Japan's first high-rise apartment building

The reinforced concrete apartment buildings - the first of its kind in Japan – came to symbolize Hashima. The enormous, 7-story, quadrilaterally-shaped apartment complex (“Building Number 30”) was built in 1916. 145 residential units with a single room the size of 6 tatami mats (approx. 10 m²) surrounded a courtyard. Each unit was furnished with a kitchen stove, but the sink used for washing was communal, which was placed in the open hallway. The 9-story building called “Nikkyu Shataku (meaning Day Worker Company Housing, because it housed workers paid by the day)”, built in 1918, was an even bigger apartment building, with a gross floor area of 12,000m², housing 255 residential units. Here, each unit had two rooms and the kitchen had a stove and a sink. Residents interacted with one another in the common areas; adults used them for cooking, washing and cooling off in the evenings, while the children used them for playing. The magazine “Funjin no Tomo”, issued in October 1936, said that there were 130 Korean workers living in the half basement of the “Nikkyu Shataku”.

Precious water and sense of community

In Hashima, water was a precious commodity. Freshwater was brought to the island by a water boat, and distributed from a storage tank located at the most elevated part of the island. Every household had its own water pot, and people used water sparingly. At the Nikkyu Shataku, each household had two faucets, one for freshwater and one for seawater. Water supply was limited to only certain hours of the day. The price of freshwater was two tubs (approx. 260 liters) and two cans (approx. 36 liters) for 0.015 yen. Seawater was free - therefore, families of miners used seawater for laundry, cleaning, washing dishes, and even for rinsing rice. When boats were cancelled due to stormy weather, use of freshwater was strictly restricted.
There were three communal bathhouses on the island: One was in the coal mine office for the pit workers; another was in the 9-story Nikkyu Shataku for the families of the miners; and the other was for the families of company staff. The magazine “Fujin no Tomo” described in its October 1936 issue that “when the weather turned stormy, the first thing to be replaced by sea water was the bath water”. The difficulty in obtaining water played an important role in heightening the sense of community in Hashima.

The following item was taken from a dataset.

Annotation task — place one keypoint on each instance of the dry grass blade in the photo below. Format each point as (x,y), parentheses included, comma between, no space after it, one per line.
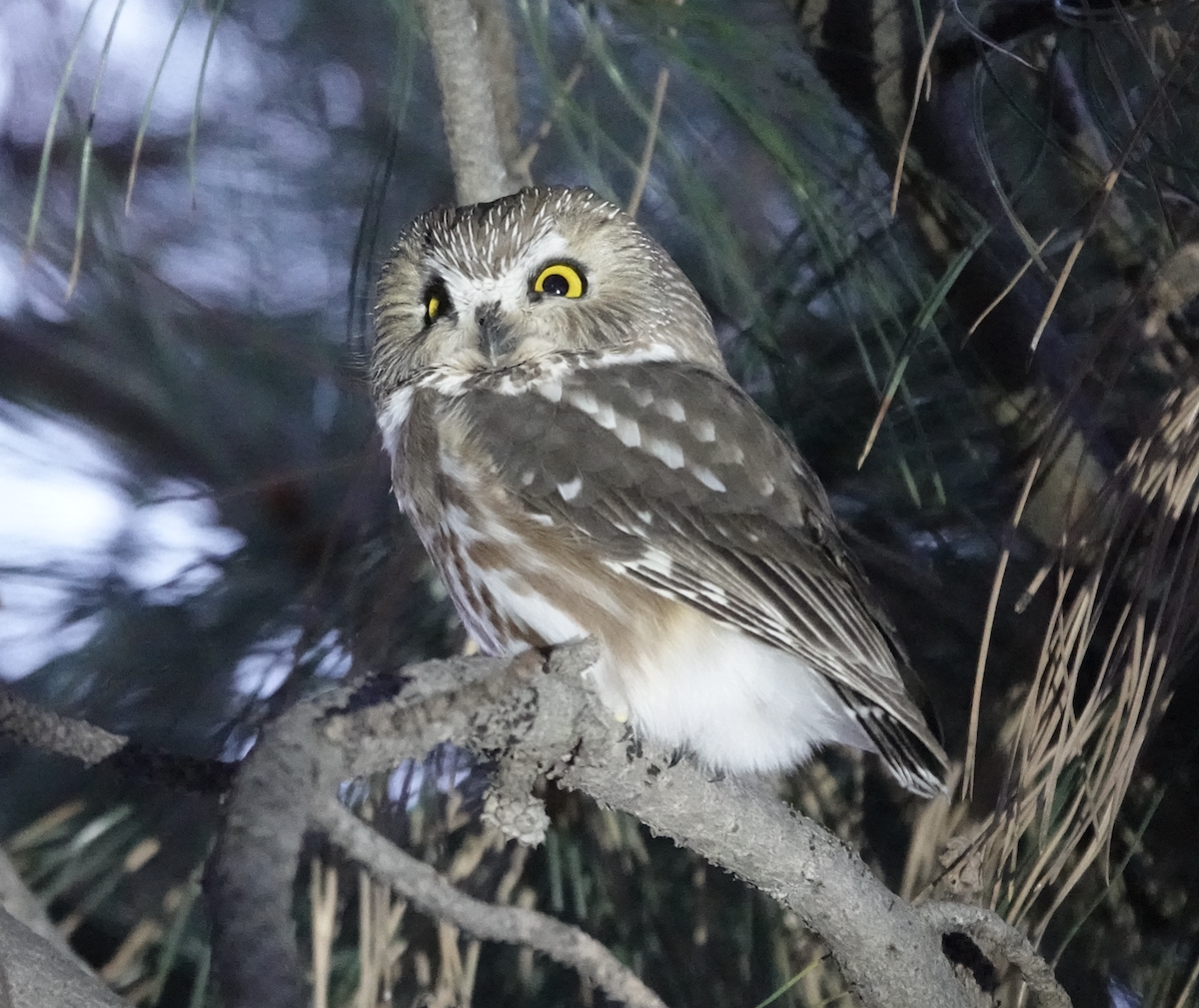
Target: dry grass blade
(923,80)
(1125,609)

Children on the island and education

There were many children living in Hashima. On November 3rd, 1893, the Mitsubishi Company opened Hashima Elementary School, which later became a public school. According to the document “Summary of the Current State of Takahama Village” (issued June 30, 1926), the Hashima Jinjo Higher Elementary School had a total of 376 students, with 6 elementary classes and 1 high school class; there were 7 regular classrooms, 1 sewing classroom, and 1 science classroom. A new school building was completed in 1934. In 1941, the school was renamed from Takahama Sonritsu Jinjo Higher Elementary School to Hashima Kokumin Gakko. According to the accounts of the people who knew the island, children of Korean workers also attended the school, without discrimination.

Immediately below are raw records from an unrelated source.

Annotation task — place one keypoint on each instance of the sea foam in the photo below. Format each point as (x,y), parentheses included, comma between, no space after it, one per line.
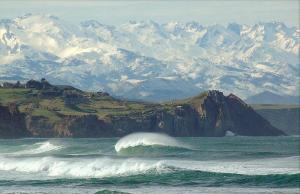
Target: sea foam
(39,148)
(147,139)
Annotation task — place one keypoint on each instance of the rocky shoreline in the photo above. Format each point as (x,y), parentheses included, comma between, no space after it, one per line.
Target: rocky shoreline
(208,114)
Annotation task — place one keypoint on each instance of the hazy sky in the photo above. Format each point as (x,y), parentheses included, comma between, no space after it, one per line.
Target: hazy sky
(116,11)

Severe shortage of food during the war

As the war progressed and the country’s position worsened, supplies became scarce. When rice ran out, “defatted soybeans”, or dregs of soybeans used for extracting oil, became a replacement. People who lived in Hashima at the time said they often experienced diahrrhea from eating the “defatted soybeans”. Korean workers have made similar testimony describing the situation, but this demonstrates the overall shortage of food suppply on the island during those years.